No impact to the General Fund. At the closing for the Notes and the Subordinate Bonds, the County is reimbursed for costs incurred in the issuance process. Annual expenses for monitoring of Regulatory Agreement provisions ensuring units in the Development will be rented to low income households will be reimbursed through issuer fees established in the Regulatory Agreement. The Notes and the Subordinate Bonds will be solely secured by and payable from revenues (e.g. Development rents, reserves, etc.) pledged under the Note and Subordinate Bond documents. No County funds are pledged to secure the Notes and Subordinate Bonds.

BACKGROUND:

The recommended action is the adoption of Resolution 2017/448 by the Board of Supervisors, as the legislative body of the County, authorizing the issuance of multifamily housing revenue notes and subordinate bonds, the proceeds of which will be used to finance the development of Twenty One and Twenty Three Nevin Apartments, a 271-unit residential housing development located at 344 21st Street and at the southwest corner of Nevin Avenue and 23rd Street in the City of Richmond.  
  
The ownership entity for the development will be Richmond Nevin Associates, a California limited partnership, which is an affiliate of The Pacific Companies (“TPC”). TPC is a highly experienced for-profit developer that has significant experience in the development of affordable rental housing projects, including over 5,000 units in the western United States of which over 300 units of affordable housing are in Contra Costa County. Boston Capital is the tax credit investor limited partner.  
  
On October 17, 2017, the Board of Supervisors adopted Resolution No. 2017/262 expressing the Board's intent to issue multi-family housing revenue notes for the Development.

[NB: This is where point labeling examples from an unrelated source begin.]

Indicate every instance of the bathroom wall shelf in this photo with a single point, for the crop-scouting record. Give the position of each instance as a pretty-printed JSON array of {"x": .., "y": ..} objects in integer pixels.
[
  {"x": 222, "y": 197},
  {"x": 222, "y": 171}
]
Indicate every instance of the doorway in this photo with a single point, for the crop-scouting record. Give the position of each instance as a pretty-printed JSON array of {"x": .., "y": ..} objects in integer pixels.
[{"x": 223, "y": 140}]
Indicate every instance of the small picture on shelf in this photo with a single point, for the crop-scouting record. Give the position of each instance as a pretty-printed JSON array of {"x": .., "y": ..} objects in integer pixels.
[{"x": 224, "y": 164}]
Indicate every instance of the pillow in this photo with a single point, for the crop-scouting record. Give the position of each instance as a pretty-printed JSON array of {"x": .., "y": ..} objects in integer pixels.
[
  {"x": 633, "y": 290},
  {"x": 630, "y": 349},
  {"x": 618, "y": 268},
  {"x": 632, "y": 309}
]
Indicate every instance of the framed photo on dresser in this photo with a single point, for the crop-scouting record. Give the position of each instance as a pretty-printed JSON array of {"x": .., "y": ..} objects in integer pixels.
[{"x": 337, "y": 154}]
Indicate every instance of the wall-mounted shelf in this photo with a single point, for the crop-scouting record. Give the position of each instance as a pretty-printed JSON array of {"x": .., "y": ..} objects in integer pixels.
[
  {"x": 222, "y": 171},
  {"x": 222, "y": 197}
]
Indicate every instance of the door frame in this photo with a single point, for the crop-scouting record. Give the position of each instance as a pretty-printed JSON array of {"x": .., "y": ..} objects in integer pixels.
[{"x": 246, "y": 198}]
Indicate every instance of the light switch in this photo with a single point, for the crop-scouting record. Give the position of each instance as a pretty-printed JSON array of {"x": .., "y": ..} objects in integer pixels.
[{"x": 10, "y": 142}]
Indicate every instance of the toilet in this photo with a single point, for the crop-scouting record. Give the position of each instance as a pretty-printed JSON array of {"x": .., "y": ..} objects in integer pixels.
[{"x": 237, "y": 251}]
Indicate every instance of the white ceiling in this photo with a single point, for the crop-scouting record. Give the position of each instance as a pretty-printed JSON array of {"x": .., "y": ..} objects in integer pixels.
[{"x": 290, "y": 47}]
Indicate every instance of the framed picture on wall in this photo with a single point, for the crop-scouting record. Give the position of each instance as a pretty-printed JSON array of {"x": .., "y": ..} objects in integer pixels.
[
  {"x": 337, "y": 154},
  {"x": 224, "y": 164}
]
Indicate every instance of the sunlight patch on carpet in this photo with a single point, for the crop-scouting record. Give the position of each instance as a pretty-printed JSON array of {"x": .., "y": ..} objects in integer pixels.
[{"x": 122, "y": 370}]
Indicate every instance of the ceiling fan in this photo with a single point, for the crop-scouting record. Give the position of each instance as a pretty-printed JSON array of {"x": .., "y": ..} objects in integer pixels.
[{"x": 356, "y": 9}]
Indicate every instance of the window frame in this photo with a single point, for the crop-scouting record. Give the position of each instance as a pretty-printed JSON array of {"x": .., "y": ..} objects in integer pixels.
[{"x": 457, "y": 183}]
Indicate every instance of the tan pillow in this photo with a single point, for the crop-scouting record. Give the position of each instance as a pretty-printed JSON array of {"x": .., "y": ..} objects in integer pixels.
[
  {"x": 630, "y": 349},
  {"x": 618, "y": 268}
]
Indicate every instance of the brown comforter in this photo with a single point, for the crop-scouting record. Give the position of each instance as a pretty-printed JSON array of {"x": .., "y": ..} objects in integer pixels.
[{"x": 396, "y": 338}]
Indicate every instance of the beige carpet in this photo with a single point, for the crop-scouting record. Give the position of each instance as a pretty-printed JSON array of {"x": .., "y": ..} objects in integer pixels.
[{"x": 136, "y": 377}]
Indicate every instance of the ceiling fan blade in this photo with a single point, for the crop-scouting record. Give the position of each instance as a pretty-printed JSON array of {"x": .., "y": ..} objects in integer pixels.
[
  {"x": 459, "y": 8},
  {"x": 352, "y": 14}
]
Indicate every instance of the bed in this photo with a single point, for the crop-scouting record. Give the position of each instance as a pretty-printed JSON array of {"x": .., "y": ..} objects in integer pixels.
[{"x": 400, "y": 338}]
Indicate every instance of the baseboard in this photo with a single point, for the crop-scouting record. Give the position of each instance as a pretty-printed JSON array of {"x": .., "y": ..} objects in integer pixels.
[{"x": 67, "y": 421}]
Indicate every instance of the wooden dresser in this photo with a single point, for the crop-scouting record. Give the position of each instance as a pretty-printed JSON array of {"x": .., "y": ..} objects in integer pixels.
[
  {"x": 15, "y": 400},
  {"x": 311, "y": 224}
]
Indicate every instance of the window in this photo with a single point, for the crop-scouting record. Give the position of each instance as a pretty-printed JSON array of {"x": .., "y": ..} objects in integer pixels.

That Resolution authorized the submittal of an application by the County for tax-exempt private activity bond authority from the California Debt Limit Allocation Committee. Subsequent to the adoption of that Resolution, the County, as required by Section 147(f) of the Internal Revenue Code, held a noticed public hearing to permit interested parties to comment on the proposed financing and the Development. That hearing was held on October 23, 2017, with no comments received from the public. The Board adopted Resolution No. 2017/394 on November 7, 2017, to authorize proceeding with the issuance of the Notes/Bonds pursuant to Section 147(f) of the Internal Revenue Code.  
  
On December 13, 2017, the California Debt Limit Allocation Committee is expected to award the County a portion of the State of California ceiling on private activity bonds for the purpose of financing the development. That authority will be used to issue and sell the Notes and Subordinate Bonds with the proceeds to be used to fund a loan by the County to Richmond Nevin Associates, a California Limited Partnership. The plan of finance is detailed in Attachment A. The transaction is expected to close on or about December 20, 2017.

CONSEQUENCE OF NEGATIVE ACTION:

Negative action would prevent the County from issuing the Multifamily Housing Revenue Notes in order to provide a loan to finance the development of the 271 affordable units at 21 & 23 Nevin Avenue, Richmond.

CHILDREN'S IMPACT STATEMENT:

Twenty One & Twenty Three Nevin Apartments provides affordable rental housing appropriate for families. This supports outcome #3: Families are Economically Self Sufficient.